Но так или иначе, а противник висит на хвосте и люди вправе коситься на механика.
Командир сидел за штурманским столиком, положив голову на расстеленную карту. Штурман примостился на комингсе круглой двери, подсунув под себя покрашенную суриком аварийную доску. Остальные люди стояли на своих местах и молчали.
На обед выдали холодные консервы. Электрокамбуз не включали: экономили энергию аккумуляторной батареи.
Утром, когда поняли, что лодка обнаружена, пытались оторваться. Лодка бросалась вправо, влево — и три корабля делали то же самое, словно привязанные к лодке тросами.
Так с утра, не переставая, слышит в наушниках акустик, как винты трёх кораблей нудно сверлят воду.
Командир оторвал голову от стола и продолжал свои мысли вслух.
— Хотят взять измором. Если с темнотой не отстанут, — значит, следа за собой не тянем, просто слышат нас хорошо. Энергии батареи хватит до вечера?
Механик повернул голову к командиру, посмотрел и ничего не ответил. Командир чуть заметно кивнул ему и отвернулся, разглядывая карту. Матросы переглянулись и потупились.
Отлежаться на глубине лодка не могла. Под килем был целый километр. На такую глубину подводники опускаются только мёртвыми.
К вечеру выключили все механизмы, которые съедали хоть сколько-нибудь электроэнергии. Потушили все лампочки, за исключением трёх: над штурманским столом, у рулевого и в рубке акустика.

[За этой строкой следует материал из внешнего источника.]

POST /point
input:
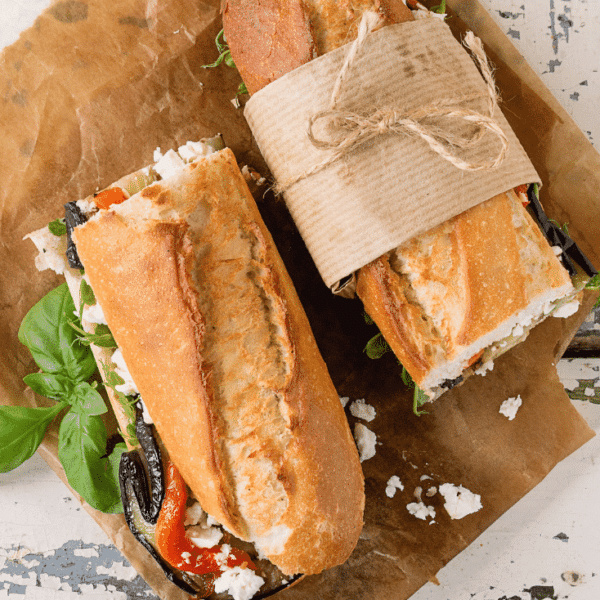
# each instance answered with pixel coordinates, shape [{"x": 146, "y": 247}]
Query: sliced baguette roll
[
  {"x": 220, "y": 349},
  {"x": 450, "y": 300},
  {"x": 455, "y": 298}
]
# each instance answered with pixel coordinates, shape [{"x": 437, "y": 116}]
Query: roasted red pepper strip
[
  {"x": 108, "y": 197},
  {"x": 172, "y": 543}
]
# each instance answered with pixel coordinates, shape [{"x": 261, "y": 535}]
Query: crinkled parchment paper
[{"x": 94, "y": 87}]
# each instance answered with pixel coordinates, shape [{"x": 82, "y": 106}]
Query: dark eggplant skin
[
  {"x": 132, "y": 476},
  {"x": 150, "y": 506},
  {"x": 73, "y": 218},
  {"x": 557, "y": 237},
  {"x": 450, "y": 383}
]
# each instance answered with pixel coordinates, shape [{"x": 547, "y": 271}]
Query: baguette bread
[
  {"x": 452, "y": 299},
  {"x": 213, "y": 334}
]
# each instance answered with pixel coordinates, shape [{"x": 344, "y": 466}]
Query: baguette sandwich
[
  {"x": 452, "y": 299},
  {"x": 254, "y": 476}
]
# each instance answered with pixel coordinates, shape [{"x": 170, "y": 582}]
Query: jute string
[{"x": 346, "y": 130}]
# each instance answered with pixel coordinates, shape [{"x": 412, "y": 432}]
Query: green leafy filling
[
  {"x": 375, "y": 348},
  {"x": 58, "y": 227},
  {"x": 225, "y": 56},
  {"x": 49, "y": 330}
]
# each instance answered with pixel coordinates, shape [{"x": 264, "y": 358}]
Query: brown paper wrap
[
  {"x": 386, "y": 191},
  {"x": 87, "y": 94}
]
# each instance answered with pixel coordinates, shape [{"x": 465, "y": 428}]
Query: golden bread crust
[
  {"x": 216, "y": 340},
  {"x": 443, "y": 290}
]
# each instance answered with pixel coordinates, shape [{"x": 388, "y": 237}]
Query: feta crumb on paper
[
  {"x": 510, "y": 407},
  {"x": 365, "y": 441},
  {"x": 361, "y": 410},
  {"x": 566, "y": 310},
  {"x": 241, "y": 584},
  {"x": 392, "y": 485},
  {"x": 460, "y": 501},
  {"x": 419, "y": 510},
  {"x": 169, "y": 164},
  {"x": 485, "y": 367}
]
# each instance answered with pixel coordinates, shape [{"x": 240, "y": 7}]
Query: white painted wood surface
[{"x": 50, "y": 549}]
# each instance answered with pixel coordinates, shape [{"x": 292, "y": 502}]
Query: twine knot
[{"x": 342, "y": 131}]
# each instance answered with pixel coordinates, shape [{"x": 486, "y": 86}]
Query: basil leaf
[
  {"x": 81, "y": 450},
  {"x": 86, "y": 293},
  {"x": 57, "y": 227},
  {"x": 102, "y": 336},
  {"x": 45, "y": 330},
  {"x": 22, "y": 431},
  {"x": 86, "y": 400},
  {"x": 49, "y": 384},
  {"x": 376, "y": 347}
]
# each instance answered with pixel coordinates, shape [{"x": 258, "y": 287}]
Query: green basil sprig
[
  {"x": 66, "y": 366},
  {"x": 376, "y": 347}
]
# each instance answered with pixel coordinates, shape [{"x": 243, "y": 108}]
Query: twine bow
[{"x": 342, "y": 131}]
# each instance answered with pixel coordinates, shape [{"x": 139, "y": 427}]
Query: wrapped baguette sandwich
[
  {"x": 452, "y": 299},
  {"x": 233, "y": 400}
]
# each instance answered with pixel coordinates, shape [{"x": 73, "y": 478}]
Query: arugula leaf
[
  {"x": 594, "y": 284},
  {"x": 50, "y": 385},
  {"x": 86, "y": 400},
  {"x": 82, "y": 452},
  {"x": 57, "y": 227},
  {"x": 46, "y": 331},
  {"x": 86, "y": 293},
  {"x": 376, "y": 347},
  {"x": 111, "y": 380},
  {"x": 102, "y": 336},
  {"x": 22, "y": 430}
]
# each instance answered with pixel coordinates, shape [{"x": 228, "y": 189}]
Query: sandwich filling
[
  {"x": 232, "y": 264},
  {"x": 463, "y": 297}
]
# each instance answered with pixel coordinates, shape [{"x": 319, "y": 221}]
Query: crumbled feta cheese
[
  {"x": 460, "y": 501},
  {"x": 128, "y": 388},
  {"x": 419, "y": 510},
  {"x": 202, "y": 534},
  {"x": 221, "y": 558},
  {"x": 93, "y": 314},
  {"x": 240, "y": 583},
  {"x": 170, "y": 164},
  {"x": 361, "y": 410},
  {"x": 193, "y": 150},
  {"x": 87, "y": 207},
  {"x": 194, "y": 515},
  {"x": 566, "y": 310},
  {"x": 365, "y": 441},
  {"x": 485, "y": 367},
  {"x": 210, "y": 521},
  {"x": 204, "y": 537},
  {"x": 51, "y": 250},
  {"x": 392, "y": 485},
  {"x": 510, "y": 407}
]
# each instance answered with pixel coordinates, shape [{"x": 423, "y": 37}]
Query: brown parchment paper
[
  {"x": 370, "y": 201},
  {"x": 90, "y": 91}
]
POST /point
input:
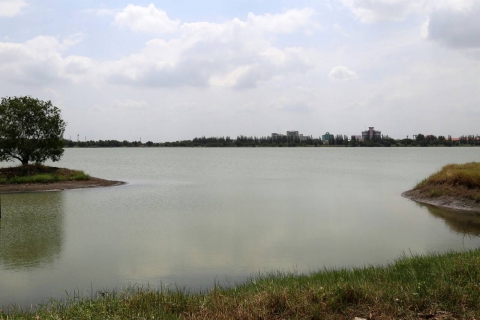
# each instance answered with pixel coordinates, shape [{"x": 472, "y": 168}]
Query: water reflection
[
  {"x": 31, "y": 230},
  {"x": 464, "y": 222}
]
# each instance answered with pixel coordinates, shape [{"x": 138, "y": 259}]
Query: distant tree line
[
  {"x": 285, "y": 141},
  {"x": 109, "y": 144},
  {"x": 431, "y": 140}
]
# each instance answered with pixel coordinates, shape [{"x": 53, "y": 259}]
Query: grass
[
  {"x": 457, "y": 180},
  {"x": 410, "y": 288},
  {"x": 38, "y": 173}
]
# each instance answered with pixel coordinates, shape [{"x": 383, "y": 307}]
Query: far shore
[
  {"x": 58, "y": 186},
  {"x": 455, "y": 186},
  {"x": 448, "y": 202}
]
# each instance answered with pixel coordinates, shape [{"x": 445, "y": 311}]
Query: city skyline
[{"x": 167, "y": 71}]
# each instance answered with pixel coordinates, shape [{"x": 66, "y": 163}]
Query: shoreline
[
  {"x": 59, "y": 186},
  {"x": 447, "y": 202}
]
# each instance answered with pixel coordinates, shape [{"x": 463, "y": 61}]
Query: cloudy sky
[{"x": 176, "y": 69}]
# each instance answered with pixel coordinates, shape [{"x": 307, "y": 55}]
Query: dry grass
[
  {"x": 454, "y": 180},
  {"x": 38, "y": 173}
]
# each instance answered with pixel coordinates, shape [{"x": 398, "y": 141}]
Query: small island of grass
[
  {"x": 455, "y": 186},
  {"x": 37, "y": 177}
]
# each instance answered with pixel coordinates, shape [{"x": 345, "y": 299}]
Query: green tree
[{"x": 31, "y": 130}]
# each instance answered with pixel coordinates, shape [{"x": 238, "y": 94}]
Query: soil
[
  {"x": 451, "y": 202},
  {"x": 52, "y": 186},
  {"x": 58, "y": 186}
]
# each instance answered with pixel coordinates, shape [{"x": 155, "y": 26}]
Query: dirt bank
[
  {"x": 451, "y": 202},
  {"x": 58, "y": 186}
]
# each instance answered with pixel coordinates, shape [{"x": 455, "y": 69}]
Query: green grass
[
  {"x": 39, "y": 174},
  {"x": 466, "y": 175},
  {"x": 461, "y": 181},
  {"x": 410, "y": 286}
]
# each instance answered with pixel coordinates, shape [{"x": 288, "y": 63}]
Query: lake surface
[{"x": 193, "y": 217}]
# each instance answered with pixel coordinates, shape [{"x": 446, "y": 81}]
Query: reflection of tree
[
  {"x": 466, "y": 222},
  {"x": 31, "y": 232}
]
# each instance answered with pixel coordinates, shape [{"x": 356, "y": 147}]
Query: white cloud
[
  {"x": 287, "y": 22},
  {"x": 233, "y": 54},
  {"x": 370, "y": 11},
  {"x": 146, "y": 19},
  {"x": 458, "y": 28},
  {"x": 39, "y": 61},
  {"x": 341, "y": 73},
  {"x": 11, "y": 8}
]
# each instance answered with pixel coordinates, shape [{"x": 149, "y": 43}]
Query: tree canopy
[{"x": 31, "y": 130}]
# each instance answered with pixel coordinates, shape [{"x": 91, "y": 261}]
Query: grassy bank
[
  {"x": 39, "y": 174},
  {"x": 420, "y": 287},
  {"x": 454, "y": 180}
]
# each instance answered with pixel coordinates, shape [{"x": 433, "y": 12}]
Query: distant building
[
  {"x": 293, "y": 134},
  {"x": 371, "y": 134},
  {"x": 327, "y": 136},
  {"x": 276, "y": 136},
  {"x": 305, "y": 138},
  {"x": 356, "y": 137}
]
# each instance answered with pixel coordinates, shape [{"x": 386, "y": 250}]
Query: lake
[{"x": 191, "y": 218}]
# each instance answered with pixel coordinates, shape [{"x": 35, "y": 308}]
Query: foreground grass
[
  {"x": 455, "y": 180},
  {"x": 39, "y": 174},
  {"x": 410, "y": 288}
]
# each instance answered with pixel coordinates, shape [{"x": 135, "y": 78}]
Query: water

Отсеки погрузились в темноту. Люди молчали. В этой темноте и тишине как-то особенно чувствовалось, насколько велико море за тонкой, меньше сантиметра, оболочкой лодки и как ничтожно мала по сравнению с ним лодка-скорлупка, начинённая механизмами и людьми. Дышать становилось всё труднее и труднее, но регенерацию не включали — экономили: впереди, если удастся оторваться от противника, ещё много-много подводных переходов. А до вечера можно подышать и этим воздухом.

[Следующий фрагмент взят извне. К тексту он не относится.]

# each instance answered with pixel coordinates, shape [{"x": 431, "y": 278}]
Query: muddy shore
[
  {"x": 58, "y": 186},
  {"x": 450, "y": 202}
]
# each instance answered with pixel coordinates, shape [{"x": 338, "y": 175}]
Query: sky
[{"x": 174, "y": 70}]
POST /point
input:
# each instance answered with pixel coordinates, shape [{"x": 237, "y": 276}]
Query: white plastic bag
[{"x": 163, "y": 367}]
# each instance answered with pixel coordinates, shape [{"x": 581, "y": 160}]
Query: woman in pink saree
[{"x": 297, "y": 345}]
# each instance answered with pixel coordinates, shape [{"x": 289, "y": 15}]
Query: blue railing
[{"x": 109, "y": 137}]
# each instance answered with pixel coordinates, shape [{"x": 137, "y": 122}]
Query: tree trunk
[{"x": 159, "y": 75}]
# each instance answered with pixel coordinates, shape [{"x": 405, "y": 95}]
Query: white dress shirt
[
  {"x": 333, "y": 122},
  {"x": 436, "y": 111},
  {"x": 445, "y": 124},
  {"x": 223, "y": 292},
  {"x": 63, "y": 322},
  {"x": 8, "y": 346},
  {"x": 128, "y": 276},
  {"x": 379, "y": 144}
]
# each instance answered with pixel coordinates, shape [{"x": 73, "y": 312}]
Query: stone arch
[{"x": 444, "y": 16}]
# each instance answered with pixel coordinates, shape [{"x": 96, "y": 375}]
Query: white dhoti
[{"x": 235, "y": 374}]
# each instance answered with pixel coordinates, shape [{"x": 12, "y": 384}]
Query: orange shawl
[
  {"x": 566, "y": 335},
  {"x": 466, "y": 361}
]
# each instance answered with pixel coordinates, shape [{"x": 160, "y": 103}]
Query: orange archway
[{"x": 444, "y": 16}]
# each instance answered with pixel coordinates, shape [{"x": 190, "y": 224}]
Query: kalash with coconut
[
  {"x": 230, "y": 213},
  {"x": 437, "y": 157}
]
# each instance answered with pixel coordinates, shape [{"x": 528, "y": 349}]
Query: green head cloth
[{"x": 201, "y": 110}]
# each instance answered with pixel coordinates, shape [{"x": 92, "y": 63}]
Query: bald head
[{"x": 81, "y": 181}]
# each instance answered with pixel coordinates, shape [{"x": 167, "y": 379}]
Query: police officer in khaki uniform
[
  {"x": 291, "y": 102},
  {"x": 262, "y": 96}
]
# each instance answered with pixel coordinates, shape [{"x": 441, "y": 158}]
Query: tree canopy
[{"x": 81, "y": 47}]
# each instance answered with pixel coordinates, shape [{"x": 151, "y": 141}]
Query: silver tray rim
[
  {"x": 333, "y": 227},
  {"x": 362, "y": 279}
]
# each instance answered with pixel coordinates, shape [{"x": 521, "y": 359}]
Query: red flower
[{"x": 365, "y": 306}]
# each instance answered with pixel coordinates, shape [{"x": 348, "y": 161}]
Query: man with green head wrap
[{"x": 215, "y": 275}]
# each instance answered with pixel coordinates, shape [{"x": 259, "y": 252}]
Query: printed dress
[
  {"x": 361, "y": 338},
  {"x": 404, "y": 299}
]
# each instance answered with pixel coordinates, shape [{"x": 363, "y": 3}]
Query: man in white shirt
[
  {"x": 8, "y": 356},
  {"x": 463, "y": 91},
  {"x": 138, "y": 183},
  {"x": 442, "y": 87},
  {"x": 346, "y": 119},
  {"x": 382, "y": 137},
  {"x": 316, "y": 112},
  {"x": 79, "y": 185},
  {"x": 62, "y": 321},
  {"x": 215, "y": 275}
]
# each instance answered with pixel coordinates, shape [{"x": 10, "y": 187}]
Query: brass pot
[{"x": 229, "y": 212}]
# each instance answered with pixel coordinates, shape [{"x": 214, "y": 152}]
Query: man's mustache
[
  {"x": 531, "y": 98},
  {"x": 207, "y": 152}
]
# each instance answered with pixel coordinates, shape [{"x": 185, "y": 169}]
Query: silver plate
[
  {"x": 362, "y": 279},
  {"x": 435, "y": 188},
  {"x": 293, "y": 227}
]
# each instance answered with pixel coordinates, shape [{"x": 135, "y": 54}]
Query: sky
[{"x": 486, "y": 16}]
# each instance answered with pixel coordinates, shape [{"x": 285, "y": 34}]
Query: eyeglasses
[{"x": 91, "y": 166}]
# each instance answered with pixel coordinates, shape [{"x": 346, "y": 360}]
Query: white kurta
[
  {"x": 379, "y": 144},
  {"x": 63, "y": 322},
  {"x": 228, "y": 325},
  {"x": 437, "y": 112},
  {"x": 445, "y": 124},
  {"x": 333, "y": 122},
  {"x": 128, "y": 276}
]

Дверь акустической рубки отворилась, показалась голова с мокрыми волосами, акустик громко дышал, открыв рот: воздух в отсеке был не такой жаркий, как в рубке, нагреваемой лампами приборов. Акустик содрал с головы наушники и простонал сквозь зубы:
— Сейчас кусаться начну... Зудит и зудит... Зудит и зудит.

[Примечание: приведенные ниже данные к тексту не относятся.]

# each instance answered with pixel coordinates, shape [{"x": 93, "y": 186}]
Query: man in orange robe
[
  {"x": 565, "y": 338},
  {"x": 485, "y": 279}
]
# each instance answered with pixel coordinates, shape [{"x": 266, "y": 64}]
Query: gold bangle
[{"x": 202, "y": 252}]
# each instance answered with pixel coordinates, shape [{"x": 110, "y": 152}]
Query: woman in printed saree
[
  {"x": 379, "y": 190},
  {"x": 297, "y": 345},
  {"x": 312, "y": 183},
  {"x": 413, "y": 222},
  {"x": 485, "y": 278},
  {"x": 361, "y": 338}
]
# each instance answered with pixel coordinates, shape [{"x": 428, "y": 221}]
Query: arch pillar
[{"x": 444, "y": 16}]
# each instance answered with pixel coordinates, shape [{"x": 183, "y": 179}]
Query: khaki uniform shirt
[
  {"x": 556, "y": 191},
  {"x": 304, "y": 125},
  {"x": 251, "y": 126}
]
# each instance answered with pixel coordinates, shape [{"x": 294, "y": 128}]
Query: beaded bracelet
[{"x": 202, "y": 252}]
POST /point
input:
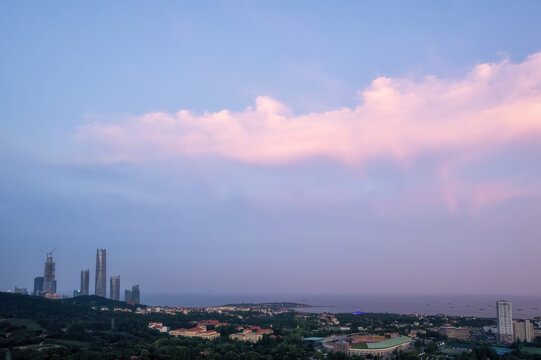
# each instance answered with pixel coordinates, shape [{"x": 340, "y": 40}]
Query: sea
[{"x": 524, "y": 307}]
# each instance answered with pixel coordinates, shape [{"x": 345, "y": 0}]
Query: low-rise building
[
  {"x": 197, "y": 332},
  {"x": 453, "y": 332},
  {"x": 251, "y": 333},
  {"x": 382, "y": 348}
]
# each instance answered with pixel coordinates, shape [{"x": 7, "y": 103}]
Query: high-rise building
[
  {"x": 115, "y": 288},
  {"x": 505, "y": 321},
  {"x": 128, "y": 297},
  {"x": 49, "y": 282},
  {"x": 136, "y": 295},
  {"x": 100, "y": 288},
  {"x": 38, "y": 285},
  {"x": 523, "y": 331},
  {"x": 85, "y": 280}
]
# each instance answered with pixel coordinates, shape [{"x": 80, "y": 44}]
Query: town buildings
[
  {"x": 251, "y": 333},
  {"x": 453, "y": 332},
  {"x": 523, "y": 331},
  {"x": 380, "y": 348},
  {"x": 199, "y": 331},
  {"x": 505, "y": 321}
]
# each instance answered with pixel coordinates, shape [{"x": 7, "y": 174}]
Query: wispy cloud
[
  {"x": 457, "y": 120},
  {"x": 401, "y": 118}
]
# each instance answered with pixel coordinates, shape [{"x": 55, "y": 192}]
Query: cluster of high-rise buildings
[
  {"x": 510, "y": 330},
  {"x": 46, "y": 285}
]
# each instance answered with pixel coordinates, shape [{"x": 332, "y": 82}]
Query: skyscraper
[
  {"x": 505, "y": 321},
  {"x": 128, "y": 296},
  {"x": 85, "y": 282},
  {"x": 100, "y": 288},
  {"x": 136, "y": 295},
  {"x": 49, "y": 282},
  {"x": 114, "y": 293},
  {"x": 38, "y": 285}
]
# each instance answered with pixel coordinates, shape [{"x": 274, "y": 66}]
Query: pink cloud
[{"x": 398, "y": 118}]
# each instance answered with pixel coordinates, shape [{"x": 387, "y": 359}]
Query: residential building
[
  {"x": 251, "y": 333},
  {"x": 453, "y": 332},
  {"x": 198, "y": 331},
  {"x": 505, "y": 321},
  {"x": 21, "y": 291}
]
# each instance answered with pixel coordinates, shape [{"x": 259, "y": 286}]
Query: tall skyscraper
[
  {"x": 136, "y": 295},
  {"x": 49, "y": 282},
  {"x": 85, "y": 282},
  {"x": 115, "y": 288},
  {"x": 523, "y": 331},
  {"x": 128, "y": 296},
  {"x": 100, "y": 287},
  {"x": 505, "y": 321},
  {"x": 38, "y": 285}
]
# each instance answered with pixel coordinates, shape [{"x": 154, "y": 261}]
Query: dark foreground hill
[{"x": 37, "y": 328}]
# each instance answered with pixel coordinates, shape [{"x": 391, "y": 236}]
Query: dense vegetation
[{"x": 37, "y": 328}]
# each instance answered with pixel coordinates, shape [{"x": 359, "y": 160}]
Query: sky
[{"x": 273, "y": 146}]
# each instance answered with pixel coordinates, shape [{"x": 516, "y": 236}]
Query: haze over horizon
[{"x": 254, "y": 147}]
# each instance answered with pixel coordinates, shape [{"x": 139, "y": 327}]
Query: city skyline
[{"x": 291, "y": 149}]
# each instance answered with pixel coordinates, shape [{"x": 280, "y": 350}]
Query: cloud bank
[{"x": 401, "y": 118}]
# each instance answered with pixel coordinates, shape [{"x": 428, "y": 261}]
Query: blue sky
[{"x": 87, "y": 90}]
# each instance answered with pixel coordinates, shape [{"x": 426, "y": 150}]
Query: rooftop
[{"x": 389, "y": 343}]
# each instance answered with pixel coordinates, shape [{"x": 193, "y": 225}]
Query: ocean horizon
[{"x": 524, "y": 306}]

Ему никто не ответил и даже не посмотрел в его сторону. Акустик медленно, через силу надел наушники и привалился к переборке, потом поднял голову, почувствовав, как кто-то коснулся ремней наушников. Перед ним стоял командир.
— Дай-ка послушаю, — тихо сказал он, протискиваясь в рубку.
Надел наушники, сев на место акустика, и долго, ссутулившись, сидел, положив руки на колени. Потом снял наушники и вздохнул: — Да, это большие тральщики, угольные. — Он спохватился, что его могут услышать матросы, и продолжал про себя: «Тральщики с паровыми машинами и котлами, работающими на угле. Глубинных бомб у них, видимо, нет, иначе бросали бы. Наверно, вызвали миноносцы или охотники, а сами следят. На каждом тральщике по две семидесятимиллиметровых пушки и по нескольку зенитных автоматов. Всплыть и вступить с ними в артиллерийский бой, имея одну сорокапятимиллиметровую пушку?.. Даже в случае если удастся отбиться, попадания в лодку неизбежны. Придётся вернуться на базу для ремонта, не достигнув цели. Были бы торпеды — другое дело».